IRS Forms

Form 8806 – Filing Service for CPAs, 1099‑CAP Support

Accountably Editorial Team 11 min read Dec 26, 2025 Updated Dec 26, 2025
Picture this. Your client signs a late‑December deal. It clears antitrust review, money moves, and everyone wants to close before year‑end. You exhale, then look at the calendar.

You have a tight 45‑day clock, or an even tighter January 5 cutoff, for Form 8806 plus downstream 1099‑CAP. That is where delivery either makes you look like a hero, or it steals nights and weekends from your team.

At Accountably, we step in so you keep control, keep quality, and keep your advisory time intact. Most firms do not stall because of sales, they stall because delivery becomes the ceiling.
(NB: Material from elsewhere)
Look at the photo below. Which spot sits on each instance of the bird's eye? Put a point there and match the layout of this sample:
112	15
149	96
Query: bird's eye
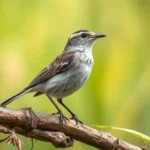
83	35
Our job is to give you disciplined, secure capacity that fits your standards, so Form 8806 reporting feels routine, not risky.

Form 8806 must be filed within 45 days after the transaction, or, if earlier, by January 5 of the following year. Brokers can rely on limited published data if you make the consent election.

Key Takeaways

  • You must file Form 8806 when a domestic reporting corporation has an acquisition of control or a substantial change in capital structure, and shareholders receive cash or property with an aggregate fair market value of at least $100 million.
  • The deadline is the earlier of 45 days after the event or January 5 of the next year, so late‑December deals compress the timeline.
  • For many transactions you must also furnish and file Form 1099‑CAP, with a $1,000 de minimis per recipient and an e‑file threshold of 10 aggregated information returns beginning in 2024.
  • If you elect publication consent on Form 8806, the IRS publishes limited deal data that helps brokers meet §1.6045‑3 reporting, which can ease clearing‑organization furnishing.
  • As of April 29, 2025, the IRS instructs that Form 8806 filings must be sent by fax to 844‑249‑6232 until further notice. Do not mail.
  • Control uses §304(c)(1) by reference and applies §318 attribution rules, with §958(b) for certain foreign ownership, so test indirect and related‑party holdings.

What Form 8806 Covers

Form 8806 is the information return that alerts the IRS to major corporate events that change who controls the corporation or reshape its capital structure. In practice, it turns on two questions. First, did an acquisition of control occur under the control test that looks through constructive ownership. Second, did shareholders receive cash or other property with an aggregate fair market value of $100 million or more. Answer yes to either trigger, and you move into a 45‑day, earlier‑of timing regime.

The form itself asks for the reporting corporation’s legal name, address, EIN, any common parent details, each acquirer’s identifiers, a clear description of the transaction, key dates, and the fair market value and type of consideration provided to shareholders, class by class. If you choose the publication consent election, the IRS will publicly post only the limited items brokers need. That publication does not include shareholder identities.

Why delivery breaks, and how Accountably fixes it

If your team is already stretched by peak season, review loops, documentation gaps, and turnover, adding a large‑deal reporting stack will strain everything. We see the same patterns across firms, and we built our service to address them.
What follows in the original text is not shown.